First problem: The box above the door was located about six inches above the sill—a reach of at least eight feet. I stood on my tiptoes and could barely touch the bottom of the box. There was no way I could read–let alone reset–any code, which was on a very small dial near the top of the box.
First solution: Embry, at risk of life and limb, would stand on my suitcase and try to reach the dial. After several failed efforts, she proudly announced that she had managed to reset the code according to the instructions, a Herculean effort to be sure.
Second problem: Nothing happened. The box did not open. At further risk of serious injury, she tried again and again. Nothing. I then gave it a try standing on my tiptoes and using every ounce of brute strength in me, admittedly not a lot.
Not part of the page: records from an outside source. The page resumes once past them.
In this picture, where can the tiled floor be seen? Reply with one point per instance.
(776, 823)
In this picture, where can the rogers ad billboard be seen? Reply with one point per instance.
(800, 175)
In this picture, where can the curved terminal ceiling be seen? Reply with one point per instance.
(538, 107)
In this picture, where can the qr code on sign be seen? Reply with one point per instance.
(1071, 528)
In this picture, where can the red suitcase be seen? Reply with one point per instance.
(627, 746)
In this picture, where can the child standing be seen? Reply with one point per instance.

No movement.
Second solution: Try to reach the owner.
Third problem: The only way to reach the owner was via the internet. No Wi-Fi connection. You had to be inside the unit to find the password.
Third solution: Fiddle with Embry’s smart phone, hoping for a lucky break. I do not know what or how Embry did it, but somehow she managed to get a number for the owner and to call that number. All this took about thirty minutes—it was by then almost seven pm– during which most of the time I sat silently on the stairs with my head in my hands, sulking, exhausted, and pondering what it would be like to be homeless and on the street in Helsinki. I managed to get up the courage at one point to ask Embry if she could remind me why we were staying in an Airbnb instead of a hotel. She gave me a faint, forced smile.
Fourth problem: No answer. Embry waited for fifteen minutes then tried again. Still no answer. She was able to leave a callback number but no callbacks. It was now starting to get late—not dark, that does not happen until eleven o’clock—but close to eight, and that was late for us since we had had a meager lunch and no dinner. Spending the night on the street was starting to look more like a real possibility.
Fourth solution: Ask Siri on my iPhone: “hotels near me.” Bingo! In five seconds a bunch of names and addresses appeared, one being only .1 kilometer away, practically across the street. It was described as a studio apartment managed by a company called 2ndHomes, with the adage, “Act fast, the only option that is left near you.” I feverishly typed in all the information and breathed a long sigh of relief when the “approved” message came on. The only glitch was that to get the key to the apartment we had to walk to the office of 2ndHomes, about a mile away in the opposite direction, pick up the key, and then walk a mile back, lugging our suitcases all the way. Hey, no problem given the alternative of sleeping on the street or having to pay a fortune for a hotel room during high tourist season. Cost for the studio—60 euros. The two 30-something attendants at 2ndHomes were cheerful, understanding, supportive and spoke English without a hint of an accent.
We made the trek back to find our unit without incident. It is a somewhat modest studio apartment located on the ground level of a five story building, but comfortable and spacious enough with a small kitchen and tiny bathroom, sort of like being on a sailboat. And it even has windows!
So here we are in Helsinki. Embry is still haggling with the owner, who finally did call her back around nine, about how much we have to pay and with Airbnb, but we have a roof over our heads.
And to be honest I do have to admit that being “liberated” from a tour group does have its down side.